About
About
AINewsTracker is a Python-based web application designed to backtest the influence of financial news on the stock market. By using artificial intelligence, it categorizes, filters, and analyzes financial news from various reputable international and regional sources. This allows users to monitor and predict potential impacts on market trends.
AINewsTracker is an incredibly beneficial tool for investors, financial analysts, and anyone interested in understanding the correlation between news and market movement. It can be especially useful for those aiming to refine their investment strategies or develop predictive models. This documentation provides an overview of the application, its features, and how to get started with AINewsTracker.
Features
AINewsTracker provides an array of functionalities, including:
Real-Time News Tracking: Track financial news as it happens. Stay updated with the most recent and impactful news affecting financial markets.
AI-Powered Analysis: Leverage the power of AI to analyze and categorize news, helping you focus on the most market-impacting news and filter out noise.
Backtesting: Not just for tracking current news, use AINewsTracker to backtest and see how specific news or trends could have influenced the market historically, thus aiding in future investment strategies.

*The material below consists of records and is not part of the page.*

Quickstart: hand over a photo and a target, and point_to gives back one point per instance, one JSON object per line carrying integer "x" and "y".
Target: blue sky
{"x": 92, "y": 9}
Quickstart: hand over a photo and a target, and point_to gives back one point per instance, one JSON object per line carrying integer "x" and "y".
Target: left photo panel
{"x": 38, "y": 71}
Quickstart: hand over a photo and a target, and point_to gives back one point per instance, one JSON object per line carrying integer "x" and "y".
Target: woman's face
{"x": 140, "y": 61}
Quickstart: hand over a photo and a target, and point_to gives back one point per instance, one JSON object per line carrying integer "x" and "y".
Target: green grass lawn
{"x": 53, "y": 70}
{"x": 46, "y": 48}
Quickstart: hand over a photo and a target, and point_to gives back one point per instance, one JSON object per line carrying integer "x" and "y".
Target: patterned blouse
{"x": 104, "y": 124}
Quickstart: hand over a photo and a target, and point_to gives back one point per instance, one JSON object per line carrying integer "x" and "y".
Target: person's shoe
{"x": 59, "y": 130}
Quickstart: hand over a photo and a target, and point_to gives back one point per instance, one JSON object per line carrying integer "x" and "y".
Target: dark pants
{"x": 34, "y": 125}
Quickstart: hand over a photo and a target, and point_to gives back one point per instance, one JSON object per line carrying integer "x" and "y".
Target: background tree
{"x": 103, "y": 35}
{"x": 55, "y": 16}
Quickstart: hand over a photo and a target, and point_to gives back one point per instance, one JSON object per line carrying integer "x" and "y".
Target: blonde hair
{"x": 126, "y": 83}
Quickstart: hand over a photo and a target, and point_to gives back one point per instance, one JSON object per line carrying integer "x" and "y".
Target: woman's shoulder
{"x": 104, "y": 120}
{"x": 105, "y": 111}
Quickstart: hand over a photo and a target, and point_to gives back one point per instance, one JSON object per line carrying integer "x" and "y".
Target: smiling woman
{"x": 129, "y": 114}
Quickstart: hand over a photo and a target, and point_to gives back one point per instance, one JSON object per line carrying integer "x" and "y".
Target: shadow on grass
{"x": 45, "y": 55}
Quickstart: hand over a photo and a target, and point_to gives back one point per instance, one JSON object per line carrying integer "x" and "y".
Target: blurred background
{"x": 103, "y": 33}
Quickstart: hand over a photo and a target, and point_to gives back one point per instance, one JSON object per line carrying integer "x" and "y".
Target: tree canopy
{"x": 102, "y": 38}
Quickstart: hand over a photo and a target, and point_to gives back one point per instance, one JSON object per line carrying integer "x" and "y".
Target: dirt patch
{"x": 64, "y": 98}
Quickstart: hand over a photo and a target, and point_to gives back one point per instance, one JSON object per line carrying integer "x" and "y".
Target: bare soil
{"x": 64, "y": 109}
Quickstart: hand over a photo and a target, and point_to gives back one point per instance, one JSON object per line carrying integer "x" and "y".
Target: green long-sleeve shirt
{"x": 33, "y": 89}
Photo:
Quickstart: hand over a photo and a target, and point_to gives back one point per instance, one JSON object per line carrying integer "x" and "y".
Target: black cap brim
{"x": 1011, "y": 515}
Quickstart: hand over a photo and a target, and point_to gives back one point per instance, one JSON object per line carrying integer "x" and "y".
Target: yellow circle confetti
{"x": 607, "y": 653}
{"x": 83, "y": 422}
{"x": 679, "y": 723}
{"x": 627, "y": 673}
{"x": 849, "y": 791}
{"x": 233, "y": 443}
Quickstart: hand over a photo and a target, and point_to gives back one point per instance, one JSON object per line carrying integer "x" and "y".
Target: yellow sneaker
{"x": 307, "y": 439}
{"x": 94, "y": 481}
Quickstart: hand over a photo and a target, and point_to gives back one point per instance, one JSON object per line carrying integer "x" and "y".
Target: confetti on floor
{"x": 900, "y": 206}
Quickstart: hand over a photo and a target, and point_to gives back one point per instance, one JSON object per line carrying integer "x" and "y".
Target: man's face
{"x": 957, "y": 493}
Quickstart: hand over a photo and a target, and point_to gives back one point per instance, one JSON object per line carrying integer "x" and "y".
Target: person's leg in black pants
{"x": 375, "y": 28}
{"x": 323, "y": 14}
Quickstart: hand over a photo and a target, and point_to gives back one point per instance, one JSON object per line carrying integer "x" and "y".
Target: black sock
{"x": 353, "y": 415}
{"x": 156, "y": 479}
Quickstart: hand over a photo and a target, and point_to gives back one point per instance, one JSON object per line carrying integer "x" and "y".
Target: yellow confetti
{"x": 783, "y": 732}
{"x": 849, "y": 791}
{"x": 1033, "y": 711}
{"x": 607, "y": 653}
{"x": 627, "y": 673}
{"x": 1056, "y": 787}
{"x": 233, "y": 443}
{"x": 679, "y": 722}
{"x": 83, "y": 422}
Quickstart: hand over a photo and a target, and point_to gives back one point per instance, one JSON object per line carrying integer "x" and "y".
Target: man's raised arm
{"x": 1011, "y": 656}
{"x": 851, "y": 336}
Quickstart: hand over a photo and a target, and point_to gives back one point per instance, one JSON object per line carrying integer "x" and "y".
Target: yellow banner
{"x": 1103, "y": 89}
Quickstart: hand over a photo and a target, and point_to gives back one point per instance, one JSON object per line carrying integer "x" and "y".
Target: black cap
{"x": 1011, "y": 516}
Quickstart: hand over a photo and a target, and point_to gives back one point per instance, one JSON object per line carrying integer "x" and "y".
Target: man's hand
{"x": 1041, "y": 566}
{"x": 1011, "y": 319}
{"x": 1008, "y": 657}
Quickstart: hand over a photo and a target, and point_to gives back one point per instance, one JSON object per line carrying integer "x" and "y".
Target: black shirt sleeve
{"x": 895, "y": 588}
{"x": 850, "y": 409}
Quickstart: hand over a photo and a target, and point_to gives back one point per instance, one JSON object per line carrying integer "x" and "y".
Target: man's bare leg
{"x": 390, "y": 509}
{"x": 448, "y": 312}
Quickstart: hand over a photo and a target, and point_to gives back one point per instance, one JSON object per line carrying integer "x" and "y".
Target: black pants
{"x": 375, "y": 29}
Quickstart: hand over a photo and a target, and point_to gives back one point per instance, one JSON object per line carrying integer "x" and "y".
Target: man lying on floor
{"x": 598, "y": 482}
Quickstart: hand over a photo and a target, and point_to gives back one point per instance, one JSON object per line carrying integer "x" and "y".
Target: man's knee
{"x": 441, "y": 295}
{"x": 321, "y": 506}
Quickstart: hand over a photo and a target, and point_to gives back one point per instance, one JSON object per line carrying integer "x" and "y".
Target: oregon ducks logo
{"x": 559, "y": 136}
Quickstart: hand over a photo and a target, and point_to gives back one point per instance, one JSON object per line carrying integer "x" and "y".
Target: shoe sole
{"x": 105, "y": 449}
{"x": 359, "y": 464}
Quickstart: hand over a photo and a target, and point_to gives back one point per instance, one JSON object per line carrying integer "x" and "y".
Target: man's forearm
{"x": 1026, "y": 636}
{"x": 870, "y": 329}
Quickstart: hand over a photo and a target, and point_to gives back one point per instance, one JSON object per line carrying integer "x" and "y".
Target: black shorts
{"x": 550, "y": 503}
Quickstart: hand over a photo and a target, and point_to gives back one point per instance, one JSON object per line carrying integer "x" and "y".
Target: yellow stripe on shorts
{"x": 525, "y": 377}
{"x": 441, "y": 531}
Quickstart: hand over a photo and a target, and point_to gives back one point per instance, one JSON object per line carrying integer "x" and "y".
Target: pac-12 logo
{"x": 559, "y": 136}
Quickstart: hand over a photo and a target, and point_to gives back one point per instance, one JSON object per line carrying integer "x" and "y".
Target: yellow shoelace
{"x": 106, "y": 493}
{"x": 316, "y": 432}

Trustworthy Sources: Financial news is gathered from reliable international and regional sources, ensuring high-quality, relevant information.
User-Friendly Interface: AINewsTracker is built with a user-friendly interface, making the vast amount of information easy to navigate and understand.
Dependencies
AINewsTracker utilizes several external libraries for optimal functioning. These dependencies include:
FastAPI: A modern, fast (high-performance), web framework for building APIs with Python 3.6+ based on standard Python type hints.

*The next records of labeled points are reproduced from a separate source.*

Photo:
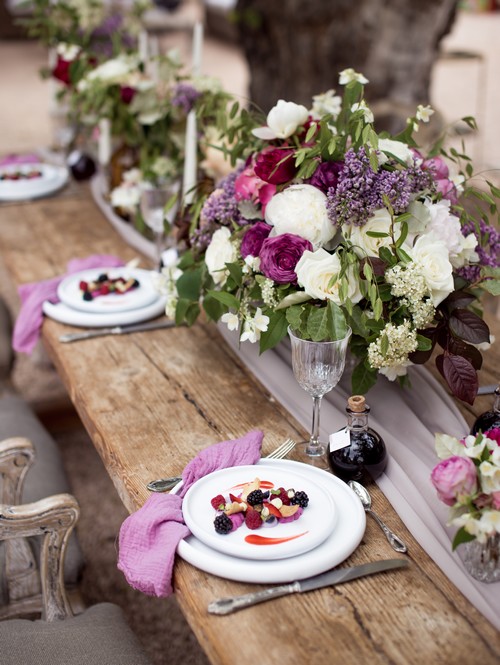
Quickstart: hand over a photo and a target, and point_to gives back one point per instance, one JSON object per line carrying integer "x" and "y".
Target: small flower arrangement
{"x": 468, "y": 480}
{"x": 323, "y": 223}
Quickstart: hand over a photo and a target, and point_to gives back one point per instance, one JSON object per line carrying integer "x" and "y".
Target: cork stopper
{"x": 356, "y": 403}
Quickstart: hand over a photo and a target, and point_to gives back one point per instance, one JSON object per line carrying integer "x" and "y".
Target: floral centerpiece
{"x": 468, "y": 480}
{"x": 323, "y": 223}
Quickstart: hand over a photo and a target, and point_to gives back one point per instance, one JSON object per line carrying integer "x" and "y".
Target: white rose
{"x": 447, "y": 228}
{"x": 364, "y": 244}
{"x": 301, "y": 210}
{"x": 220, "y": 251}
{"x": 431, "y": 256}
{"x": 317, "y": 273}
{"x": 397, "y": 148}
{"x": 282, "y": 121}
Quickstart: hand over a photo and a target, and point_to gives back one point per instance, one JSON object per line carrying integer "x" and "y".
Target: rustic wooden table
{"x": 151, "y": 401}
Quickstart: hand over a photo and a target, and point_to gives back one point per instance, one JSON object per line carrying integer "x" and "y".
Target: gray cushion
{"x": 99, "y": 636}
{"x": 46, "y": 476}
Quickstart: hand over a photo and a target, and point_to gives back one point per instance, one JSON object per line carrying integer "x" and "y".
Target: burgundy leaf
{"x": 460, "y": 376}
{"x": 469, "y": 327}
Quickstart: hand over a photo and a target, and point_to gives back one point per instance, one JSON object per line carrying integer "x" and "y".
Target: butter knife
{"x": 331, "y": 577}
{"x": 117, "y": 330}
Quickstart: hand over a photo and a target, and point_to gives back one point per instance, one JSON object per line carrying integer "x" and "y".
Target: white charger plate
{"x": 52, "y": 178}
{"x": 73, "y": 317}
{"x": 145, "y": 294}
{"x": 309, "y": 530}
{"x": 342, "y": 541}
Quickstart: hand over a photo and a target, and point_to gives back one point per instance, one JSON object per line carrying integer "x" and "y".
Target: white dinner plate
{"x": 342, "y": 541}
{"x": 73, "y": 317}
{"x": 145, "y": 294}
{"x": 51, "y": 179}
{"x": 278, "y": 542}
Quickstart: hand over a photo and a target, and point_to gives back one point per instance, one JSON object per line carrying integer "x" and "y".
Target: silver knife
{"x": 338, "y": 576}
{"x": 117, "y": 330}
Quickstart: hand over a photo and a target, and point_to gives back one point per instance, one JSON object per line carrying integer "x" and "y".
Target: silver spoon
{"x": 365, "y": 498}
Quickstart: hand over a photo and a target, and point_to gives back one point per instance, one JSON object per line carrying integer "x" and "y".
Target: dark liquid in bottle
{"x": 366, "y": 455}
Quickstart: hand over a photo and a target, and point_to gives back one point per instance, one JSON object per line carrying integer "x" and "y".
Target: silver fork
{"x": 165, "y": 484}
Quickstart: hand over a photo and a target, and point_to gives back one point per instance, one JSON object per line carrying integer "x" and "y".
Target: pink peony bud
{"x": 454, "y": 477}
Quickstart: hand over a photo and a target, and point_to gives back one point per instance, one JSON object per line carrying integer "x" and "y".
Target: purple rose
{"x": 454, "y": 477}
{"x": 253, "y": 239}
{"x": 275, "y": 166}
{"x": 326, "y": 175}
{"x": 280, "y": 255}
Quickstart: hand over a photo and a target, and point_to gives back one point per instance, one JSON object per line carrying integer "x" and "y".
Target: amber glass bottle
{"x": 366, "y": 455}
{"x": 489, "y": 419}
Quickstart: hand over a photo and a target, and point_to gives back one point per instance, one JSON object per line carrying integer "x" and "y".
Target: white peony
{"x": 318, "y": 272}
{"x": 446, "y": 226}
{"x": 397, "y": 148}
{"x": 431, "y": 256}
{"x": 282, "y": 121}
{"x": 301, "y": 210}
{"x": 220, "y": 251}
{"x": 365, "y": 245}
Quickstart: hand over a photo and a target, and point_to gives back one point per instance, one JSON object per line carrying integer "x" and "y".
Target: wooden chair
{"x": 97, "y": 636}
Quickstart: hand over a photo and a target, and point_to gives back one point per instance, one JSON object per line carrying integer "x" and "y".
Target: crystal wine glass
{"x": 318, "y": 367}
{"x": 153, "y": 203}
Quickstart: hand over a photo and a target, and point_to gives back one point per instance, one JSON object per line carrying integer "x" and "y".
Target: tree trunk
{"x": 296, "y": 49}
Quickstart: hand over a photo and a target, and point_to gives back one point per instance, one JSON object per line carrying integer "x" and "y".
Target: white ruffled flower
{"x": 220, "y": 251}
{"x": 232, "y": 320}
{"x": 318, "y": 274}
{"x": 348, "y": 75}
{"x": 446, "y": 226}
{"x": 328, "y": 103}
{"x": 301, "y": 210}
{"x": 283, "y": 120}
{"x": 424, "y": 113}
{"x": 431, "y": 256}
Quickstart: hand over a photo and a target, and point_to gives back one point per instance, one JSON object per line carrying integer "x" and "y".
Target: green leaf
{"x": 461, "y": 536}
{"x": 189, "y": 285}
{"x": 276, "y": 330}
{"x": 226, "y": 299}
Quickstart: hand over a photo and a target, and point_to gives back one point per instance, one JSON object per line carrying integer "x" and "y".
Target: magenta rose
{"x": 127, "y": 94}
{"x": 326, "y": 176}
{"x": 275, "y": 166}
{"x": 279, "y": 256}
{"x": 253, "y": 239}
{"x": 454, "y": 477}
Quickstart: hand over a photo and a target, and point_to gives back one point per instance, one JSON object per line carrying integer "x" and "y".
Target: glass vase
{"x": 482, "y": 560}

MongoDB: A source-available cross-platform document-oriented database program for high volume data storage.
Docker: An open platform for developing, shipping, and running applications to enable the separation of applications from infrastructure.
NumPy: A Python library adding support for large, multi-dimensional arrays and matrices, along with a large collection of high-level mathematical functions to operate on these arrays.
Pandas: A software library written for data manipulation and analysis, providing data structures and data analysis tools for Python programming language.
Jupyter Notebook: An open-source web application that allows the creation and sharing of documents containing live code, equations, visualizations, and narrative text.